Los Campesinos! say they're not breaking up, and that's good enough for me. There's no denying, however, that the innocently energetic indie kids who banded together four years ago at the University of Cardiff, in Wales, are no more. Oh, they're still hilarious, still capable of thrilling a packed room, but this year's glorious, enigmatic Romance Is Boring-- like don't-call-it-an-album We Are Beautiful, We Are Doomed two years ago-- isn't so much twee as grotesque. The group members still perform under the Campesinos! surname, but in recent months two have left: singer/keyboardist Aleksandra, in a long-planned move, and drummer Ollie, under somewhat mysterious circumstances.
Now, in the form of a stopgap EP, comes another about-face. Los Campesinos! lyricist/shouter Gareth has let it be known that he hates acoustic performances. But All's Well That Ends-- available digitally or as a hard-to-find 10"-- is made up of pretty much those, pulling together acoustic versions of four Romance Is Boring tracks in roughly the style of the band's NPR "Tiny Desk Concerts" appearance early last month. By its nature, the release is for fans only, particularly in its expensive physical edition. That said, Los Campesinos! are hardly trying to fool anybody here, and devotees have plenty of reasons to be pleased. Like the most contemplative moments from the last two records, All's Well That Ends points a potential way forward for this constantly evolving band. It offers an early glimpse of the new lineup and sheds clearer light on some of the group's most bewilderingly complex songs, without sacrificing intricacy or exposing too many shortcomings.

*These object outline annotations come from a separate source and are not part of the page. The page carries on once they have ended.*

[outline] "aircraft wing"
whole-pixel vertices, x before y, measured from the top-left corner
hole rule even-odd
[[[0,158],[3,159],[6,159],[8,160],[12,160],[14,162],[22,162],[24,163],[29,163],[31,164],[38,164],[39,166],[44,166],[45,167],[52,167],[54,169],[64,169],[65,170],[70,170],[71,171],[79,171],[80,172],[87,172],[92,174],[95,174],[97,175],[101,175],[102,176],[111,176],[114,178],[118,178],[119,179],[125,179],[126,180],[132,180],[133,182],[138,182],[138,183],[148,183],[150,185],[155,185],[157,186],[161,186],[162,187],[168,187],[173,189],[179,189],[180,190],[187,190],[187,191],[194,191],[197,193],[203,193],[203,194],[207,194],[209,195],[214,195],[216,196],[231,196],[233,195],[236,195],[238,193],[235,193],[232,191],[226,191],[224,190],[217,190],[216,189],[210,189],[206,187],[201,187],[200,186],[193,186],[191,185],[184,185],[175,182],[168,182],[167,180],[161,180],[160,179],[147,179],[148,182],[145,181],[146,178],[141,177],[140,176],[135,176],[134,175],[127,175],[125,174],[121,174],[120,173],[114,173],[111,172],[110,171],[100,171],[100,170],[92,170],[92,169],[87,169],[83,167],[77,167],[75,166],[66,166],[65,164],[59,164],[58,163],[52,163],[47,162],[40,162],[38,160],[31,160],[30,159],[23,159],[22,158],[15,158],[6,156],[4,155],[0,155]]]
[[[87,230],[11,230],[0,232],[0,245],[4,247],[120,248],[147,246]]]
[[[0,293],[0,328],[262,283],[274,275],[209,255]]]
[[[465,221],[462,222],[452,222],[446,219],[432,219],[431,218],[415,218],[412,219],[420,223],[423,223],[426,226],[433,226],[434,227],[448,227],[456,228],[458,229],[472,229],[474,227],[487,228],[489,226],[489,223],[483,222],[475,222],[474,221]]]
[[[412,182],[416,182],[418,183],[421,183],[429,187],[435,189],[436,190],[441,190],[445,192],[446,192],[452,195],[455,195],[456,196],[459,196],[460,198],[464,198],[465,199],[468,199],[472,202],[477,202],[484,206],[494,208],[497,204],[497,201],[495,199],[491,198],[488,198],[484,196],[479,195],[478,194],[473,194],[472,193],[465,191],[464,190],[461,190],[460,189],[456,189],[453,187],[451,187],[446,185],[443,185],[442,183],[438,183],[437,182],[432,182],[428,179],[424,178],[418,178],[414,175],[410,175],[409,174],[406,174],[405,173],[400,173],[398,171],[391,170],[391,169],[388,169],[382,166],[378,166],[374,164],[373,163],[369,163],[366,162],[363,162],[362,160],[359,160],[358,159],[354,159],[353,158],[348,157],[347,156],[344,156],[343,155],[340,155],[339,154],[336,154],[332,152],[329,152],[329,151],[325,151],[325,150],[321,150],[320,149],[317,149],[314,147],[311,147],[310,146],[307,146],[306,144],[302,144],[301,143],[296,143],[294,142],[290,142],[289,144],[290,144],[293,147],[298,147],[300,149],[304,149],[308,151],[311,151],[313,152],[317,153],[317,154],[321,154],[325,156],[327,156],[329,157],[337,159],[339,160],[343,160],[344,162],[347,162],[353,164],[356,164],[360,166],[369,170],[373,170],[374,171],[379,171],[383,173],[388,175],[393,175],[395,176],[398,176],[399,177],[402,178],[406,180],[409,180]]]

I say "too many," of course, because exposing shortcomings is sort of Gareth's forte. If Romance Is Boring is in some ways the most cerebral Los Campesinos! record, it's also their most physical. Gareth is obsessed with bodies, and these new arrangements make it easier to notice the beautifully overwrought Roald Dahl vividness with which he describes them. There's a Hypercolor bruise, kept "like a pet, a private joke/ They told no others." There's a comparison of flabby bellies, an "ear to the door/ Listening to the landing floorboards" to figure out when the coast is clear to scamper from bed to bathroom. There's also a wonderfully, morbidly evocative image of a corpse dropped from a plane, so that it leaves a chalk outline capable, like something out of a children's game, of determining "the initial of who you'll marry"-- and here's a crucial difference from the kids' stuff-- "...now I'm not around." It's worth letting yourself get past the sublime, Andrew Bujalski-level awkwardness of Gareth's sexual declarations about "phallic cake" or post-rock to get to these gorgeously expressive details.